By Ronan Shields  •  February 15, 2024  •  2 min read  •

Google has responded to a critical analysis from the IAB Tech Lab’s Privacy Sandbox Task Force in what has to be one of the most prolonged diplomatic missions in the history of the online giant.

While the wording makes Google’s response to the IAB Tech Lab’s Privacy Sandbox use case assessment short of a full-on rebuke, it maintains the Task Force “appears to ignore” the principles of privacy-enhancing technologies.

“In our view, the analysis contains many misunderstandings and inaccuracies, which we consider important to correct in order to provide accurate information to the ecosystem,” reads the response, published Feb. 15.

However, the response seeks to balance such wording with a conciliatory tone, emphasizing the importance of cooperation and ongoing dialog, maintaining that it is attempting to ensure “the ecosystem has the most up to date [sic], accurate information.”

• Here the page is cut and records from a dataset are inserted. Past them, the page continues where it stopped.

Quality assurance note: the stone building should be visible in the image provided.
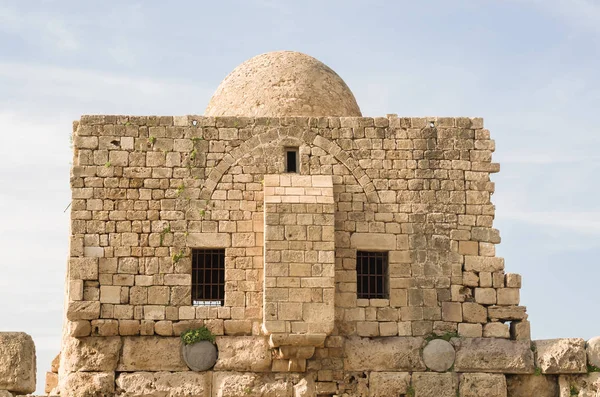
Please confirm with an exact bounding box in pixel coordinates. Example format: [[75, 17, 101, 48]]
[[22, 52, 600, 397]]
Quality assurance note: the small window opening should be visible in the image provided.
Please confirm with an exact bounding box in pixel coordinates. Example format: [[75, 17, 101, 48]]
[[356, 251, 389, 299], [192, 249, 225, 306], [285, 148, 298, 172]]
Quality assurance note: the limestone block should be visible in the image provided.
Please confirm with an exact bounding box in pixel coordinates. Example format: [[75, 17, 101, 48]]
[[293, 374, 316, 397], [117, 336, 188, 372], [497, 288, 520, 306], [212, 372, 293, 397], [344, 337, 426, 371], [465, 255, 504, 272], [458, 374, 506, 397], [510, 320, 531, 340], [350, 233, 396, 251], [483, 323, 510, 339], [452, 338, 535, 374], [488, 306, 527, 321], [186, 233, 231, 248], [558, 372, 600, 397], [423, 339, 456, 372], [533, 338, 587, 374], [116, 371, 212, 397], [215, 336, 271, 372], [67, 301, 100, 321], [369, 372, 410, 397], [506, 375, 559, 397], [585, 336, 600, 368], [0, 332, 36, 394], [67, 320, 92, 338], [463, 302, 487, 323], [412, 372, 458, 397], [59, 372, 115, 397], [62, 336, 121, 372]]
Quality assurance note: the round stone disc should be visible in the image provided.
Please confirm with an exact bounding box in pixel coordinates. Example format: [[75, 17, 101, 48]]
[[181, 340, 218, 371], [423, 339, 456, 372]]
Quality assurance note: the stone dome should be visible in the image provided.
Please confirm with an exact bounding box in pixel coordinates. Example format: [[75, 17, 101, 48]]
[[204, 51, 362, 117]]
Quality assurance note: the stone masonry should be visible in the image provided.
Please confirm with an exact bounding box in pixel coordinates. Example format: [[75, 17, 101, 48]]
[[0, 52, 584, 397]]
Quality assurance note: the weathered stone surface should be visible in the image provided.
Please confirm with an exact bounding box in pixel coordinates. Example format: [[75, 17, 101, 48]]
[[558, 372, 600, 397], [369, 372, 410, 397], [44, 372, 58, 394], [506, 375, 559, 397], [423, 339, 456, 372], [62, 336, 121, 372], [181, 340, 217, 371], [50, 353, 60, 374], [212, 372, 294, 397], [204, 51, 361, 117], [452, 338, 535, 374], [117, 336, 188, 372], [215, 336, 271, 372], [412, 372, 458, 397], [533, 338, 587, 374], [0, 332, 36, 394], [59, 372, 115, 397], [67, 301, 100, 321], [585, 336, 600, 368], [459, 374, 506, 397], [116, 371, 212, 397], [344, 337, 426, 371]]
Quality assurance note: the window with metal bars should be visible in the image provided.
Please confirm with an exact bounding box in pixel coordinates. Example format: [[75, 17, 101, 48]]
[[192, 249, 225, 306], [356, 251, 389, 299], [285, 147, 299, 172]]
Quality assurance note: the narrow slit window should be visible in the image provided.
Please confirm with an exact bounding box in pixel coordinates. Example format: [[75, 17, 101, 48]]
[[285, 148, 298, 172], [356, 251, 389, 299], [192, 249, 225, 306]]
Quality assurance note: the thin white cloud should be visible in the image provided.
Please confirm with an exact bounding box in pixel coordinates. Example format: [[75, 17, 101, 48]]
[[494, 152, 600, 165], [0, 5, 80, 51], [512, 0, 600, 33], [0, 62, 212, 117], [498, 211, 600, 236]]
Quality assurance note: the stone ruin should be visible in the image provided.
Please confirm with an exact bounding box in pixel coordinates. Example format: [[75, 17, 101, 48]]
[[0, 52, 600, 397]]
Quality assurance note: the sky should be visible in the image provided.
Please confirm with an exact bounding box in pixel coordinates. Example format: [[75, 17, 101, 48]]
[[0, 0, 600, 392]]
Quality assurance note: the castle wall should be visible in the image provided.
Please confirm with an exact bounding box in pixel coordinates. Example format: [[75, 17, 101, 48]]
[[61, 116, 534, 395]]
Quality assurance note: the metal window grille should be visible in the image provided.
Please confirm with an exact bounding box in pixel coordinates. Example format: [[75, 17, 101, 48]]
[[356, 251, 389, 299], [192, 249, 225, 306], [285, 148, 298, 172]]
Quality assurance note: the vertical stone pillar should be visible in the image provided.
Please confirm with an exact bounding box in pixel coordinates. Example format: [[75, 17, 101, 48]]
[[263, 174, 335, 354]]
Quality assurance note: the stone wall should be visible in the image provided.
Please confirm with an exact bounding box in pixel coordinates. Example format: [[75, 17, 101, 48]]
[[67, 116, 526, 337], [59, 116, 556, 396]]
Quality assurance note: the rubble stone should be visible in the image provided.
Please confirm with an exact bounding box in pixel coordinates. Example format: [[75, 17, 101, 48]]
[[458, 374, 506, 397], [533, 338, 587, 374], [0, 332, 36, 394]]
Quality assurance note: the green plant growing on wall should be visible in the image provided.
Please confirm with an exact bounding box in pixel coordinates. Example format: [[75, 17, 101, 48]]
[[160, 225, 171, 247], [588, 364, 600, 373], [181, 327, 215, 345], [171, 250, 185, 264]]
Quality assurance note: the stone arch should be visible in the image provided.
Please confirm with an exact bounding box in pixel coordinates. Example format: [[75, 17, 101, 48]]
[[200, 128, 379, 203]]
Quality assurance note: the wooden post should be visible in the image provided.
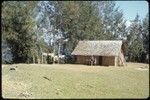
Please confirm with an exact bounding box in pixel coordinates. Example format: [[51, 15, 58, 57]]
[[115, 56, 118, 66]]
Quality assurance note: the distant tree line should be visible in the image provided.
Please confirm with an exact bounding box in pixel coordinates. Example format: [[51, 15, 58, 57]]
[[1, 1, 149, 63]]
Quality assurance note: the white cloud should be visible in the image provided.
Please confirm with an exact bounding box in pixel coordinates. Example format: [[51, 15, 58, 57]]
[[126, 21, 131, 27]]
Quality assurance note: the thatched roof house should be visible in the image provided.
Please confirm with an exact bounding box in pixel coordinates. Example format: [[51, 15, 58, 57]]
[[72, 40, 125, 66]]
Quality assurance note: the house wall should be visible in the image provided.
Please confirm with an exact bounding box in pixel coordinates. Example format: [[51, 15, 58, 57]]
[[76, 55, 90, 64], [76, 55, 120, 66], [102, 56, 115, 66]]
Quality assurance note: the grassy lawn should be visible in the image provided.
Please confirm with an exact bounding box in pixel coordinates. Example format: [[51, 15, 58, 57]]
[[2, 63, 149, 99]]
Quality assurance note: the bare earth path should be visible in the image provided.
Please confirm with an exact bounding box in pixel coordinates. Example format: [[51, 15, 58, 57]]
[[2, 63, 149, 99]]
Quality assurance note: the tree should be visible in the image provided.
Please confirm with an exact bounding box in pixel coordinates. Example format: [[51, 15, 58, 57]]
[[141, 14, 149, 62], [2, 1, 36, 63], [127, 14, 144, 62], [98, 1, 127, 39]]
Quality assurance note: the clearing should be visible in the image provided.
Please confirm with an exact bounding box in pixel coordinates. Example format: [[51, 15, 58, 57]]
[[2, 63, 149, 99]]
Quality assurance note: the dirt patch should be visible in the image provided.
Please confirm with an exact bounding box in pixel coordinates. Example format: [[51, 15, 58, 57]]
[[2, 76, 31, 98], [135, 66, 149, 71]]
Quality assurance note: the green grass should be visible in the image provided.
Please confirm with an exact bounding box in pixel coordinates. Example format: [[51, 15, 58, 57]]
[[2, 63, 149, 98]]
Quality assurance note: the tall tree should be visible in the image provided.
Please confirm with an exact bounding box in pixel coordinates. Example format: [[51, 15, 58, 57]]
[[127, 14, 144, 62], [98, 1, 127, 39], [2, 1, 36, 63]]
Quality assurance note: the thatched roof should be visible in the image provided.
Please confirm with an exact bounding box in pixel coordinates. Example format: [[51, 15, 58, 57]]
[[72, 40, 122, 56]]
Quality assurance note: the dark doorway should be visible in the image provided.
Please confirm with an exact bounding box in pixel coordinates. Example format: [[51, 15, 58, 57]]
[[99, 56, 102, 65]]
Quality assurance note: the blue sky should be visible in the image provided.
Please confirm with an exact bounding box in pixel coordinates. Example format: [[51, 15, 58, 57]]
[[116, 1, 149, 21]]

The publication of the response was in reaction to the trade body’s findings, which are currently open for public comment until March 22, that highlight how “the industry isn’t ready yet,” given the current documentation supplied by Google.

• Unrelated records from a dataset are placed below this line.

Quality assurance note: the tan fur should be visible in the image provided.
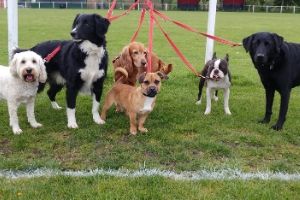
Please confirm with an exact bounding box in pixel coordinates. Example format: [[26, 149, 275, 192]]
[[101, 72, 164, 135]]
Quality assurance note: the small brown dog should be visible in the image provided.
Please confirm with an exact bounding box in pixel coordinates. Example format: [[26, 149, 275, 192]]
[[113, 42, 173, 86], [101, 72, 167, 135]]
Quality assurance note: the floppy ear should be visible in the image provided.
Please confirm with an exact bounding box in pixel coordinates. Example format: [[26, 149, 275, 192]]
[[243, 34, 254, 52], [9, 53, 18, 76], [94, 14, 110, 37], [224, 53, 229, 62], [139, 72, 146, 84], [156, 71, 169, 80], [72, 14, 80, 30], [39, 57, 47, 83], [272, 33, 283, 53], [212, 52, 217, 60]]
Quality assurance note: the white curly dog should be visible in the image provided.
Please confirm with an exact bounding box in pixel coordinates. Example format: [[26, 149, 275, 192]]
[[0, 51, 47, 134]]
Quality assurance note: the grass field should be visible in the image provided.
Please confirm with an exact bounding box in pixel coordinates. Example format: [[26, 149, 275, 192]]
[[0, 9, 300, 199]]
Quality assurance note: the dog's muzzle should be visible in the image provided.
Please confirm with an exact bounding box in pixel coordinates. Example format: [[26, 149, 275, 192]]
[[144, 86, 157, 97]]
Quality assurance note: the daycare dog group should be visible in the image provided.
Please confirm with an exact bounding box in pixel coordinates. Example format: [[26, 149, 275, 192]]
[[0, 14, 300, 135]]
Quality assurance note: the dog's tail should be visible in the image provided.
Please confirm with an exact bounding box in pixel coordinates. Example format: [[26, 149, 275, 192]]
[[115, 67, 128, 83]]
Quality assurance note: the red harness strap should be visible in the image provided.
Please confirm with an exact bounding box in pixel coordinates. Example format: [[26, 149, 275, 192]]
[[130, 8, 146, 42], [44, 45, 61, 63]]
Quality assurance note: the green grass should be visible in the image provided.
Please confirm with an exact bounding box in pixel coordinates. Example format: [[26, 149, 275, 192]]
[[0, 9, 300, 199], [0, 176, 300, 200]]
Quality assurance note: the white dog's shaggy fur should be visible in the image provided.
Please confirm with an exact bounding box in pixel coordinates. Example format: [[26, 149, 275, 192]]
[[0, 51, 47, 134]]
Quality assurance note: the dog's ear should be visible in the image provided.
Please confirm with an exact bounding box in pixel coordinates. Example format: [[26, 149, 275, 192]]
[[272, 33, 283, 53], [243, 34, 254, 53], [119, 45, 133, 74], [72, 14, 80, 30], [94, 14, 110, 37], [156, 71, 169, 80], [38, 56, 47, 83], [9, 53, 18, 76], [212, 52, 217, 60], [139, 72, 146, 84], [224, 53, 229, 62]]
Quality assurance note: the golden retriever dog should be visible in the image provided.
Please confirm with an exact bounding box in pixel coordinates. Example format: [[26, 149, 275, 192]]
[[113, 42, 147, 86], [113, 42, 173, 86]]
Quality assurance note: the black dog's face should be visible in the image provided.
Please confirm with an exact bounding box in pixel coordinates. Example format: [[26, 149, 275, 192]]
[[70, 14, 110, 44], [243, 32, 283, 66]]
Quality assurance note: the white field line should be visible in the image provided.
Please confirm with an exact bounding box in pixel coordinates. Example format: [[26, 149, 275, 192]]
[[0, 169, 300, 181]]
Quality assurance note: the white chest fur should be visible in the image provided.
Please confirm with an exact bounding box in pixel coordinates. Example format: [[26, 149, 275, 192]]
[[79, 40, 105, 94], [207, 74, 231, 88]]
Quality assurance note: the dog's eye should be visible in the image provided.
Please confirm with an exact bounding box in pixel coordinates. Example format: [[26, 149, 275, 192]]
[[144, 80, 150, 85]]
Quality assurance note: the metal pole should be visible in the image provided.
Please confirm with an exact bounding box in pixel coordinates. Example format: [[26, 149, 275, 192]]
[[205, 0, 217, 63], [7, 0, 18, 60]]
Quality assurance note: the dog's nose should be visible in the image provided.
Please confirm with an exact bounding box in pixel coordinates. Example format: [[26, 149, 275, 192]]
[[26, 68, 32, 74]]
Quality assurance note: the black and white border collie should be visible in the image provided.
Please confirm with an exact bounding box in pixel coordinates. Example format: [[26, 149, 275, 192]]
[[196, 53, 231, 115], [15, 14, 110, 128]]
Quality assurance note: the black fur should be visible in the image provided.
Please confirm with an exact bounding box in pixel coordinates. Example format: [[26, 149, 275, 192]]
[[243, 32, 300, 130], [17, 14, 110, 115]]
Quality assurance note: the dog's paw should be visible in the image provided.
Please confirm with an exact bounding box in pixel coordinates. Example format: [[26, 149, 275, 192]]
[[196, 99, 201, 105], [30, 122, 43, 128], [271, 124, 282, 131], [13, 127, 23, 135], [51, 101, 62, 110], [68, 122, 78, 129]]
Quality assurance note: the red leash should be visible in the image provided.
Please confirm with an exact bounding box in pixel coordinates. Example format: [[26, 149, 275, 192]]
[[154, 14, 205, 78], [146, 0, 154, 73], [44, 45, 61, 63], [106, 0, 139, 22], [154, 10, 241, 47]]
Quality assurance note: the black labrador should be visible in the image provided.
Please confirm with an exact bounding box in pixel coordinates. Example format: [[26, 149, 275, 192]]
[[243, 32, 300, 130]]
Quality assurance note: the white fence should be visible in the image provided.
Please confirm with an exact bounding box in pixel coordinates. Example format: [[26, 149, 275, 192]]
[[18, 1, 300, 14]]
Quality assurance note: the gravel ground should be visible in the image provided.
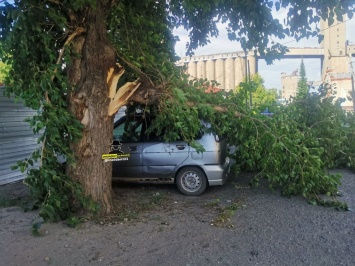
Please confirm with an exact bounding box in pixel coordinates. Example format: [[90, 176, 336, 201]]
[[0, 170, 355, 266]]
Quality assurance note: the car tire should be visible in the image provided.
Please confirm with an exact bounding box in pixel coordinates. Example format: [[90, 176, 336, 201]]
[[176, 167, 207, 196]]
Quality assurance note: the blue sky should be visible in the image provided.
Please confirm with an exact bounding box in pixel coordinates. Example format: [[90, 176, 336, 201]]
[[174, 14, 355, 89]]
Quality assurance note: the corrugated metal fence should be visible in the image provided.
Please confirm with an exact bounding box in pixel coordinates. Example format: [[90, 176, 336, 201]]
[[0, 87, 39, 185]]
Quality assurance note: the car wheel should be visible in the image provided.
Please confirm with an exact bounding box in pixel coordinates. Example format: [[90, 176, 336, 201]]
[[176, 167, 207, 196]]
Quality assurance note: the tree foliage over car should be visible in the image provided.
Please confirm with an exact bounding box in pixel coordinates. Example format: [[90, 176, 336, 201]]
[[0, 0, 354, 220]]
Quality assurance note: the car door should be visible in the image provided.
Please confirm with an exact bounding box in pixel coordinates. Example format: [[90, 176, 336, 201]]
[[142, 129, 190, 178], [110, 117, 143, 179]]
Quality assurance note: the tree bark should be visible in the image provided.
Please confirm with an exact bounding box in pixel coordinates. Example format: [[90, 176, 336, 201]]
[[66, 0, 115, 213]]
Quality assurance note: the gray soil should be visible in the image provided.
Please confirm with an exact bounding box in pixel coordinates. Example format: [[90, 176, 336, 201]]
[[0, 170, 355, 266]]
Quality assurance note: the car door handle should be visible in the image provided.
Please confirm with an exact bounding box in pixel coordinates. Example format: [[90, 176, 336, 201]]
[[176, 145, 186, 150]]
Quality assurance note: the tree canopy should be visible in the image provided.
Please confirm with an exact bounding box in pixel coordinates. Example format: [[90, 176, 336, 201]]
[[0, 0, 355, 219], [296, 59, 309, 99]]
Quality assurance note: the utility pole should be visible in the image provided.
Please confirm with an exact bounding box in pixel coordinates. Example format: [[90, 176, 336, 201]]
[[349, 58, 355, 112]]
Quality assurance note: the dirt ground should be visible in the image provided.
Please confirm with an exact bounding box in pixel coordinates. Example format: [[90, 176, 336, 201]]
[[0, 170, 355, 266]]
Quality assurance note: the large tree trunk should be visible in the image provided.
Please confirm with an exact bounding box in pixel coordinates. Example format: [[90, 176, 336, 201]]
[[67, 0, 115, 213]]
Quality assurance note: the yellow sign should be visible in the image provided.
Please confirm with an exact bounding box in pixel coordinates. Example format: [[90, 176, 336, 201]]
[[101, 154, 118, 160], [101, 153, 131, 162]]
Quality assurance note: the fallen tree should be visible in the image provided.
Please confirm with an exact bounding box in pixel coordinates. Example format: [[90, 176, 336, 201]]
[[1, 0, 354, 220]]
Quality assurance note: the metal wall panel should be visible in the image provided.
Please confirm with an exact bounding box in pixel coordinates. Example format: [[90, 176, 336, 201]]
[[0, 87, 39, 185]]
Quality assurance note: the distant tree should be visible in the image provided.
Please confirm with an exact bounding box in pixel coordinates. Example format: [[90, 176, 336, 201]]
[[296, 59, 309, 99], [236, 73, 277, 110]]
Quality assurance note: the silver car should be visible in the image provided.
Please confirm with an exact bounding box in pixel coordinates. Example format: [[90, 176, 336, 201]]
[[112, 115, 230, 196]]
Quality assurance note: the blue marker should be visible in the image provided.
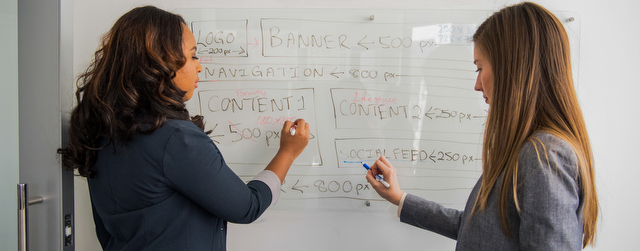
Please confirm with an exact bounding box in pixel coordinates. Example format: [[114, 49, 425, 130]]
[[362, 163, 389, 188]]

However, Google maintains that many such assertions are incorrect with its “clarifications” (broadly speaking) falling into four brackets (see bullet points below for its exact wording).

  • Corrections to assumptions or use case gaps that are supported by the Privacy Sandbox APIs
  • Use cases that are currently not supported by third-party cookies and are thus out of scope
  • Feedback and/or proposals that could potentially recreate cross-site tracking and go against privacy-preserving goals
  • Areas where the solution should be determined by the ad tech provider (not the browser or platform) or where the ad tech provider needs to adapt new tactics building on top of Privacy Sandbox

Speaking with Digiday, Victor Wong, senior director of product management at Google, claimed in most cases where the Task Force stress-tested the 44 digital advertising use cases contained within the available Privacy Sandbox APIs (and found few were fit-for-purpose), few acknowledged the need for PETs to evolve.

“People are asking basically for things without really thinking about how does this improve privacy, or does this degrade privacy?,” he said, adding, “The second thing I noticed from the report is that 40% of the use cases that were mentioned had material inaccuracies.”